5. More customizable code for AJAX-based sites – The ga.js tracking code opens the door for “Web 2.0” websites that are loaded with videos, applets, widgets, and flash movies. This is almost not possible to do with urchin.js.

6. Take advantage of tracking functionality as it is added to Google Analytics – New, jazzy features such as Event Tracking can only be used if the website is using ga.js. The web is becoming less and less static with each passing day, and the need is increasing for being able to track actions on movies and flash games that are on many websites today. With urchin.js, this is not possible. Also, as new reports and sections are added to Google Analytics, you will need to be using ga.js to be able to take advantage of them.

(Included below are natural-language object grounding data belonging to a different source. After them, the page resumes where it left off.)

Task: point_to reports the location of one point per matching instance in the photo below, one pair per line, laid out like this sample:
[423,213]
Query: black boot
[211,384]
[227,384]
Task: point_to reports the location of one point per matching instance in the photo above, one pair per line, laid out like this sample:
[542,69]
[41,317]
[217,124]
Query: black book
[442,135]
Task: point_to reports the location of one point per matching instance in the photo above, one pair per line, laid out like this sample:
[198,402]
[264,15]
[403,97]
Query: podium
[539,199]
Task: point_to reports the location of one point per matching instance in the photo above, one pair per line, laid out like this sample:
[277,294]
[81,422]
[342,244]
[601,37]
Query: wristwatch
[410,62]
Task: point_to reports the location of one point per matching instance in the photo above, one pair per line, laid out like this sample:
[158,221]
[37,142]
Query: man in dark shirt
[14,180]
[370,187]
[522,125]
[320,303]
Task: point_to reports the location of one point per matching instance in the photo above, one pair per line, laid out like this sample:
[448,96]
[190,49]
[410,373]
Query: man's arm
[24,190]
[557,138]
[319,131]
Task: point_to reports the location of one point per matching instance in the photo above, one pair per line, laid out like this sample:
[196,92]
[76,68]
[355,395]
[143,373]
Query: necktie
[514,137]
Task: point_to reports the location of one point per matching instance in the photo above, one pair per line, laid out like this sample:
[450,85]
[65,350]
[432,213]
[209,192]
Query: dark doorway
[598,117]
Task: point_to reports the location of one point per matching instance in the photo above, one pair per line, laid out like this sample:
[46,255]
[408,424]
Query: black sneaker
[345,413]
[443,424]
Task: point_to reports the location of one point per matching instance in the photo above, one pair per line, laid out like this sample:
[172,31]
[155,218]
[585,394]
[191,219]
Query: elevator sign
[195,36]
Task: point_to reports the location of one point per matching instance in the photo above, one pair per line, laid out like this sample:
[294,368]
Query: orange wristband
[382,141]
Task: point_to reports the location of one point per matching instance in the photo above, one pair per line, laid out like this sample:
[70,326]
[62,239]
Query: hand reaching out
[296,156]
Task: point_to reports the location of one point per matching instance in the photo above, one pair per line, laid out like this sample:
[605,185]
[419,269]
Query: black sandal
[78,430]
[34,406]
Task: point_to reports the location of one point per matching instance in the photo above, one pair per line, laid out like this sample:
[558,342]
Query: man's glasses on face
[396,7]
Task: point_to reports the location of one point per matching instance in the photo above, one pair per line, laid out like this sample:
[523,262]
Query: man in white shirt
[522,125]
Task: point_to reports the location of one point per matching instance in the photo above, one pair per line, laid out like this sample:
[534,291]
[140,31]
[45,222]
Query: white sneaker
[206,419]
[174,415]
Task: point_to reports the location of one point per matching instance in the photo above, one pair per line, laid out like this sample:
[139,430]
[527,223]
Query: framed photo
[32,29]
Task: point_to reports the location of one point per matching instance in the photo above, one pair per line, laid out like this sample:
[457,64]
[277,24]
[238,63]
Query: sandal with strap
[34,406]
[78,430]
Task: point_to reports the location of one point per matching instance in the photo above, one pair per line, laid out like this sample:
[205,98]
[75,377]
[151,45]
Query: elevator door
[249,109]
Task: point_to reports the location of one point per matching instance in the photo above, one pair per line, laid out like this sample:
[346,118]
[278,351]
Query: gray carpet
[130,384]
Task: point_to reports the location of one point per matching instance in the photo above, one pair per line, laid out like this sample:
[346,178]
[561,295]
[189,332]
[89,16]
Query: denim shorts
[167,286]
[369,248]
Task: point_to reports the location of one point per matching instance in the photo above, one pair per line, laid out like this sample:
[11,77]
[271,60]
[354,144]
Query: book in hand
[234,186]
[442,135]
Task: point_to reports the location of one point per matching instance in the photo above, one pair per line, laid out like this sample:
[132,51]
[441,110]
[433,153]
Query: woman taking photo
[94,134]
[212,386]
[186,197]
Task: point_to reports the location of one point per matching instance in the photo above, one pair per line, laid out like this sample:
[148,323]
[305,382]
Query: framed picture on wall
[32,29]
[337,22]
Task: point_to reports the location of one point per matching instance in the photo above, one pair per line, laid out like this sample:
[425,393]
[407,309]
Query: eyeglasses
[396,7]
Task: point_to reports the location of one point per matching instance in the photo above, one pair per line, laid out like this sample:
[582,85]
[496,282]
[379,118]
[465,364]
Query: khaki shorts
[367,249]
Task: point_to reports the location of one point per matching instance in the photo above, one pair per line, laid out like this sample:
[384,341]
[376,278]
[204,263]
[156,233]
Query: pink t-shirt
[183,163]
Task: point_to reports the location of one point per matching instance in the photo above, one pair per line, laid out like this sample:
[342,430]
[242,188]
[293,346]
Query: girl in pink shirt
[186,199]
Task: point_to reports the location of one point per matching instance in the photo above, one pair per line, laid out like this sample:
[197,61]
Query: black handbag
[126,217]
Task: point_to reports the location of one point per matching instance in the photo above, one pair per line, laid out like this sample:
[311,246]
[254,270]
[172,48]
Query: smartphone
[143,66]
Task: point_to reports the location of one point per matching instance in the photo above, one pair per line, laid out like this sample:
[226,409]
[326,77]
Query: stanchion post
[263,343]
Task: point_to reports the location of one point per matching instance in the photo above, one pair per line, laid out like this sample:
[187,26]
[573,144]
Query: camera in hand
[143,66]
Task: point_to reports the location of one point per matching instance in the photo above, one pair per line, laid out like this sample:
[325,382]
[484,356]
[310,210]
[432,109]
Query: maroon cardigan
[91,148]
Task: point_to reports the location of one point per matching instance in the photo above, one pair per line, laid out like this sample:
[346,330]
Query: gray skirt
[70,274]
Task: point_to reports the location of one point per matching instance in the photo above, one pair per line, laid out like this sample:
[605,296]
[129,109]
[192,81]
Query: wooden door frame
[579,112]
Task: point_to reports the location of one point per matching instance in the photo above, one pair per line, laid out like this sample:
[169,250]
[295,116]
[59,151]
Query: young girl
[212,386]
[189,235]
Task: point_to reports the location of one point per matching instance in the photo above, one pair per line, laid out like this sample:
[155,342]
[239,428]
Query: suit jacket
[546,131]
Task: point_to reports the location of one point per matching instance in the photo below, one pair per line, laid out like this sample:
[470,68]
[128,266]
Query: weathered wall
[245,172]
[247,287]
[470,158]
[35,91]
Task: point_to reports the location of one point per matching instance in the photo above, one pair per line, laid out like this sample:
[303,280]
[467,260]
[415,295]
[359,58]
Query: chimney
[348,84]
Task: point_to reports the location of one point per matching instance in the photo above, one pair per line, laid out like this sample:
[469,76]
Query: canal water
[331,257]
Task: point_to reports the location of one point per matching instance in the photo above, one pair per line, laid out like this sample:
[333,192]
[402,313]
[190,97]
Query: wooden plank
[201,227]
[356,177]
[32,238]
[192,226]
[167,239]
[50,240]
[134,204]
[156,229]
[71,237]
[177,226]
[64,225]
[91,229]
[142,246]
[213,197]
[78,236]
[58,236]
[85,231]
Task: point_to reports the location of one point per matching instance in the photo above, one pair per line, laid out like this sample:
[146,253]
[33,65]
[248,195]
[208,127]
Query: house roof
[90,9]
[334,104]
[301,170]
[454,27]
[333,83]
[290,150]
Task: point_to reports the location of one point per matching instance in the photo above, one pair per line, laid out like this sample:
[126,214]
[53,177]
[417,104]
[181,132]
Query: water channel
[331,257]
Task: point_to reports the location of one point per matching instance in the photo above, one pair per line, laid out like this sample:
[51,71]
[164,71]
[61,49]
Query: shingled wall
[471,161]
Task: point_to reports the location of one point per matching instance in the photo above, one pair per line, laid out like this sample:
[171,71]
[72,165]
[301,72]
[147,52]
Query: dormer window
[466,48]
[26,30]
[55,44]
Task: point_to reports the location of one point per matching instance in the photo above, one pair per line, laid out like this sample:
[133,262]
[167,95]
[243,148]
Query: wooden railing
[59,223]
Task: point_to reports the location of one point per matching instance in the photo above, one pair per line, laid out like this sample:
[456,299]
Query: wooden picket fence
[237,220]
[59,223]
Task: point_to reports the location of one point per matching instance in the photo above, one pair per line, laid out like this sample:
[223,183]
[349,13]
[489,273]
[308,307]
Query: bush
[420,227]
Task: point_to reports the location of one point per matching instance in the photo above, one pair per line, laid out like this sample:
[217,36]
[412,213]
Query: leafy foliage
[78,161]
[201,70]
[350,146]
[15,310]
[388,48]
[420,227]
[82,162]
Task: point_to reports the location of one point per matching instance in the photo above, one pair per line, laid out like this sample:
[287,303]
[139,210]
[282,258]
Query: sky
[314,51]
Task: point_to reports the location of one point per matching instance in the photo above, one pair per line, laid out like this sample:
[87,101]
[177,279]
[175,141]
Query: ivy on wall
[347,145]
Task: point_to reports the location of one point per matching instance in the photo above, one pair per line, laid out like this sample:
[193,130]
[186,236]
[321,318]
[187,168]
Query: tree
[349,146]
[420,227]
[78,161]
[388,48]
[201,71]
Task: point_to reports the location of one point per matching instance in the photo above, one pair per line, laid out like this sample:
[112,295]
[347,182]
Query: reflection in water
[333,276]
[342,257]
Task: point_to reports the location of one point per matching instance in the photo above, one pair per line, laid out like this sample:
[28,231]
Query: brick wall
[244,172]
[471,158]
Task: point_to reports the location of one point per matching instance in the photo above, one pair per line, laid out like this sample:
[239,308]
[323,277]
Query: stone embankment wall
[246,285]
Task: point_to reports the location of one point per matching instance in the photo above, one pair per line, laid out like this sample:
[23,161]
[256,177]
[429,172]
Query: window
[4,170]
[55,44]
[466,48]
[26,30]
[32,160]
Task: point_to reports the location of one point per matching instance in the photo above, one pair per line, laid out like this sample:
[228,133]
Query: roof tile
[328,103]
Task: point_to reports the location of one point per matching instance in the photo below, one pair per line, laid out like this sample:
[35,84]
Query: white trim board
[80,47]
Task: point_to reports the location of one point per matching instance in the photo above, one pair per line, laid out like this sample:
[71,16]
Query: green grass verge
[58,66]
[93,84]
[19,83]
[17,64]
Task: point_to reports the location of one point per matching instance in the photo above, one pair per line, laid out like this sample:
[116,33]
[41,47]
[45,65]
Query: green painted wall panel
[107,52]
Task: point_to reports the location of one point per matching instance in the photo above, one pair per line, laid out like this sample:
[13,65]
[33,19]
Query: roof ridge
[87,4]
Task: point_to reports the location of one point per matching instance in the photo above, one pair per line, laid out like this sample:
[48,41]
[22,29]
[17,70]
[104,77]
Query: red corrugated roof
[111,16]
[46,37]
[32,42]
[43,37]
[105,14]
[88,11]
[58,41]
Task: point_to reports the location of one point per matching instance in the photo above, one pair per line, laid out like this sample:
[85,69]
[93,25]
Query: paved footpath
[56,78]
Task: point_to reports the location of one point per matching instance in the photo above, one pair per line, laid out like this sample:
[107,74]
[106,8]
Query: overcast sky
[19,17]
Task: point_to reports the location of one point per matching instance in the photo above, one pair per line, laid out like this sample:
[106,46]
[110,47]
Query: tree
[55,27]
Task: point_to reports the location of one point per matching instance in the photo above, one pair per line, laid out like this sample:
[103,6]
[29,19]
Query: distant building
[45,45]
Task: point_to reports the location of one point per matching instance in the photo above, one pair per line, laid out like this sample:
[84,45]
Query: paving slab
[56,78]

Is migrating to urchin.js required? No, it is not. Is it highly recommended? Yes, positively it is.

November 14 2008

Che Sta Accadendo? Another change to the GA Tracking Code?

by MoreVisibility

My Italian friends at goanalytics.info have probably already noticed this as well – when I logged in to my Google Analytics account today to create a new profile (using an existing domain), I saw a GA Tracking Code that looked different:

<script type="text/javascript">
var gaJsHost = (("https:" == document.location.protocol) ?
"https://ssl." : "http://www.");
document.write(unescape("%3Cscript src='" + gaJsHost +
"google-analytics.com/ga.js' type='text/javascript'%3E%3C/script%3E"));
</script>
<script type="text/javascript">
try {
var pageTracker = _gat._getTracker("UA-XXXXXX-1");
pageTracker._trackPageview();
} catch(err) {}
</script>

The Legacy Tracking Code (urchin.js) also has been updated to include these new “try – catch” enclosure:

<script src="https://www.google-analytics.com/urchin.js" type="text/javascript">
</script>
<script type="text/javascript">
try {
_uacct = "UA-XXXXXX-1";
urchinTracker();
} catch(err) {}
</script>

It does not appear that any data collection has been affected, which means you most likely won’t have to change any coding on your website, unless Google Analytics officially releases a statement via their blog. However, I am big proponent of having the most up-to-date code on your website if possible, so if these new coding variables stick around for a while, you may want to go ahead and update your website to match.

Also, as a side note, there is a known bug with the Reverse Goal Path report in the Goals section of your Google Analytics profile(s). If you’re noticing some strange data appearing in there – don’t worry, the folks at Google Analytics are well aware of this issue and are doing their best to repair the report, as soon as they possibly can.